第3585日目 〈近世怪談試訳 「女房、女の孕みたる腹を焼き破る事」。〉 [近世怪談翻訳帖]

 摂州大阪に、富裕で知られる男があった。妻ある身でありながら別の女を深く想い、体を重ねること幾度もあったので、女が子を宿すのは当然の帰結といえた。
 それを知って黙っていられぬのが、男の妻だ。夫が家を空けた時、妻はかねてからの計略を実行に移した。不倫相手を呼び寄せて、狭い部屋に押しこめたのである。然る後、下僕数人を使って不倫相手の大きくなった腹に真っ赤になって湯気を立てる焼き鏝をあてて、肉をただれさせ、肉を溶かし、腸が見える程になった。

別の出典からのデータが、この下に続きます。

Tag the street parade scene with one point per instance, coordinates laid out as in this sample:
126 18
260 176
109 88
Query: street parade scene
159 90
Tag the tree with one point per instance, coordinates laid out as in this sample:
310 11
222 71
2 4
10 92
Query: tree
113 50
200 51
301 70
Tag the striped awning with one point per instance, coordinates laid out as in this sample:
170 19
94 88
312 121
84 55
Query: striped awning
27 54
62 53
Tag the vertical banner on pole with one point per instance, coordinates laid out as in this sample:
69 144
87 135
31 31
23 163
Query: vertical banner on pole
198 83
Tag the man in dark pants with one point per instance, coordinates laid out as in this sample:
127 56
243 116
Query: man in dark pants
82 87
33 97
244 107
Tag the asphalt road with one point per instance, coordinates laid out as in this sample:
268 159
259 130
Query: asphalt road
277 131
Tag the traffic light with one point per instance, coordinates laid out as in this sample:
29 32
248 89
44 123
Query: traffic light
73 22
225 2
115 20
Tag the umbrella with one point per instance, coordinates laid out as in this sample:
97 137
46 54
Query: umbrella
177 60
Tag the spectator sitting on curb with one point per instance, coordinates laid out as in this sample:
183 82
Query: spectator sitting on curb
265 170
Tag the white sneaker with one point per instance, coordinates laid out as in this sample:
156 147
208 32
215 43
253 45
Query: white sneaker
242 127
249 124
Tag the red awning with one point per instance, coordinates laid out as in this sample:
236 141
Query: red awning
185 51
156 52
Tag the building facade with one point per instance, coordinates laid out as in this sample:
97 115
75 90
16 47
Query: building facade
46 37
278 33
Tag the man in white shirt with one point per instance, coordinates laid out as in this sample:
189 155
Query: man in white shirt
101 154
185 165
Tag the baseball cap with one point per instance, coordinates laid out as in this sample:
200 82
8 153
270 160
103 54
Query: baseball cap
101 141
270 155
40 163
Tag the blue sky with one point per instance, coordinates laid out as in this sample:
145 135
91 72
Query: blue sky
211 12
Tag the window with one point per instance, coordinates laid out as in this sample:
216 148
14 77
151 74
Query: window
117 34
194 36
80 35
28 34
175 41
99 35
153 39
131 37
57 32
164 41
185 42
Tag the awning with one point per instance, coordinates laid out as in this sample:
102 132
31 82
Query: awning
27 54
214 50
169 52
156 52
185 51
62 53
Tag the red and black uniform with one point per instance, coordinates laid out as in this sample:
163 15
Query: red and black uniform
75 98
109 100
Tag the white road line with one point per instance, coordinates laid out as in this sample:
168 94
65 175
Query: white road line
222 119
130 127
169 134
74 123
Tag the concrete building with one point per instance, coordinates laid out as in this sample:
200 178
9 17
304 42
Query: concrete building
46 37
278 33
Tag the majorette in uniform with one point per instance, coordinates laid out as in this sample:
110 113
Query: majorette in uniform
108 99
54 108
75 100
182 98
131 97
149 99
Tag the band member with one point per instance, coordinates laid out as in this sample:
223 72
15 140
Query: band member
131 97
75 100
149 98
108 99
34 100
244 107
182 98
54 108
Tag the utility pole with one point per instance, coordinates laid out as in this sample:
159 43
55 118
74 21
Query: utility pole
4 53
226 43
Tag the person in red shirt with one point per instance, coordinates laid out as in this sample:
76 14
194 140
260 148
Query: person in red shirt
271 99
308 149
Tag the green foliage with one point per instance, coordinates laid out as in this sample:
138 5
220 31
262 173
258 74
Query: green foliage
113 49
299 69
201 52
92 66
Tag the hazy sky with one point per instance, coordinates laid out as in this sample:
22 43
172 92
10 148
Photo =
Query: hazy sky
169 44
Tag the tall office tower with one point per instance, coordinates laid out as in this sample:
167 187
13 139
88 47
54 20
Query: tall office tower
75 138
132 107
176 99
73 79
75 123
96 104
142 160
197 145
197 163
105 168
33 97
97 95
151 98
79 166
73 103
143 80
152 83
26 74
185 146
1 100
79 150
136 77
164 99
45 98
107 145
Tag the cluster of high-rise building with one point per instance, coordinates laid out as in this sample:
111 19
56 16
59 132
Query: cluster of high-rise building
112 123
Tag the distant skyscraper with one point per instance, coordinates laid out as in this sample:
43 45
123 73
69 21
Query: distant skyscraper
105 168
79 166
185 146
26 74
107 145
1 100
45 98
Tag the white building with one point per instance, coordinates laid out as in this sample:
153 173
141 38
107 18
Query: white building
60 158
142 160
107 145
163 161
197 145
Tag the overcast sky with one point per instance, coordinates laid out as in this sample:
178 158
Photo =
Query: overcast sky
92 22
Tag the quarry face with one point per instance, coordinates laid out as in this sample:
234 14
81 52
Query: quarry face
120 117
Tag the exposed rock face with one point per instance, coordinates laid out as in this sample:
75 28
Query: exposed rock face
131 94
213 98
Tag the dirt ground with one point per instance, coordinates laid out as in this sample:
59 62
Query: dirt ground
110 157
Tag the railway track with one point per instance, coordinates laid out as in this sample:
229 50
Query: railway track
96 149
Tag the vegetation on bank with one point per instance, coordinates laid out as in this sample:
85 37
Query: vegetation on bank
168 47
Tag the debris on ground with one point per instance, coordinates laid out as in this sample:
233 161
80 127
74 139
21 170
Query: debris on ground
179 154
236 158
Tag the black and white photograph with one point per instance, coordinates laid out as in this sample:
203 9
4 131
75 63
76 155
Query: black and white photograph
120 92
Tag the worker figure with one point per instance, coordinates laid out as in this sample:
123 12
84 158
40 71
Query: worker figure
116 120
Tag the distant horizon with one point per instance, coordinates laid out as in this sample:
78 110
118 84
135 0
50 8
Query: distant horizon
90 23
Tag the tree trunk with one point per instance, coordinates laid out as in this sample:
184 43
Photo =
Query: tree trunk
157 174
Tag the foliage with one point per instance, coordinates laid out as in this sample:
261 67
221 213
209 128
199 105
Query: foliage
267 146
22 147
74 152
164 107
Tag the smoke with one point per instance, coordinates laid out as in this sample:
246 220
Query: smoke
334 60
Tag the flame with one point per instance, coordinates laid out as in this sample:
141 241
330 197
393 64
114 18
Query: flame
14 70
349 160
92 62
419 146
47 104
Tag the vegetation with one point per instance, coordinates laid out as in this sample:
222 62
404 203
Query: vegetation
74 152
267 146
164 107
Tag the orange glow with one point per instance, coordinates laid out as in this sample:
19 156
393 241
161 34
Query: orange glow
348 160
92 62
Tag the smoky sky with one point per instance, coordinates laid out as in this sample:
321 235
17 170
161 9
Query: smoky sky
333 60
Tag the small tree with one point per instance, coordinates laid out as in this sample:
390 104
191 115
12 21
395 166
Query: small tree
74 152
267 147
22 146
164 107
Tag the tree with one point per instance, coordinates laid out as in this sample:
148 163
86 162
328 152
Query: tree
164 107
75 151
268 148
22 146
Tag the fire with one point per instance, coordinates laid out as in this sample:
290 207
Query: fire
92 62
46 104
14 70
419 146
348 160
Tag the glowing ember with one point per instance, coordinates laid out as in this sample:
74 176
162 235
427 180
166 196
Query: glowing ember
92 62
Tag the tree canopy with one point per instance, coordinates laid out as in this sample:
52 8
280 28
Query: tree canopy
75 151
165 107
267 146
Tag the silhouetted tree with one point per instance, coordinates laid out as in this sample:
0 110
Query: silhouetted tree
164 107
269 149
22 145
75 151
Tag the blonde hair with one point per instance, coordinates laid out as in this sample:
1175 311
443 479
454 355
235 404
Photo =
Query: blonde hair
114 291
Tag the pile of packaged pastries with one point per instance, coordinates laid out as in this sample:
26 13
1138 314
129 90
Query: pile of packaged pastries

不倫相手はもはや虫の息である。そんな不倫相手を母親のところへ返すため、男の妻は駕籠を呼んで追い返した。実家に到着して駕籠を降りると不倫相手はそのまま息絶えた。
 母親は嘆いた。大いに嘆いた。自分でもそれとわからぬまま遠近を彷徨い歩き、諸々の神社に詣で、喚き泣き叫んだ。物の怪が憑いたかのようにあちこち飛び跳ね回った。そうして、「わが子の仇を取ってください」と祈願した。或いは境内の樹木に釘を打ちつけて、残酷な手段で以て娘を死に至らしめた輩を呪った。そうやって様々な方法で相手を呪っているうちに、母も絶命した。
 その日以後、かの妻の許へ、不倫相手のその母の亡霊が毎日現れるようになった。やがて妻なる人は病気になって床に伏すようになり、譫言を口走り、だんだんと衰弱していった。終には、剃刀で自分の腹を裂き(切り破り)、絶命した。それからというもの、その家には不倫相手とその母の亡霊が取り憑いて、どんな祈祷をしても離れようとしないのだという。
 その家は然るべき身分の家でもあるので、詳細をここに書くことはできぬ。読者も、詳しくは知らない身であれば霊障を被ることもあるまい。ただ、因果の道理というものを世人に知らしめんとするだけである。かの男の妻が犯した咎を記して、その家への筆誅とするのではない。



 本稿は、『善悪報ばなし』巻三ノ三「女房、女の孕みたる腹を焼き破る事」の試訳であります。本来ならば決定稿をお披露目すべきですが、ちょっと訳があって、急遽お披露目とした次第です。
 昼間読んでいたときは思わずゾッとしたり、その因果応報の深さに寒気を覚えたものですが、こうして訳してみると……原典の空恐ろしさを毫も伝えられていないようで反省頻りであります。
 なお、最後の「されば人を損ずるは、我身を損ずる事をしらずして、自他の分別かたく、愛執の念慮深き習ひは、かへすがへす愚かに迷へる心なるべし」という一文は上の試訳では省いてあります。といいますのも、どうにもうまい訳文を捻り出せなかったからであります。ご寛恕下さい。
 『善悪報ばなし』は編著者不明、元禄年間開版の因果談集。翻訳の底本とした高田衛編『江戸怪談集 上』(岩波文庫 1989/01)解説に拠れば、「当時流行していた『御伽物語』などの、亜流を意図した出版とも考えられる。近世期の怪談が内容的に因果、因縁ばなしの傾向をつよめてゆく過程を観察できる怪談集だが、ハナシの精彩はかえって先行怪談集には及んでいない」(P397)とのこと。とはいえ、因果応報、人を呪わば穴二つを説いて聞かせるには打ってつけの教本に思えて、その点については楽しく読める作品ではないでしょうか。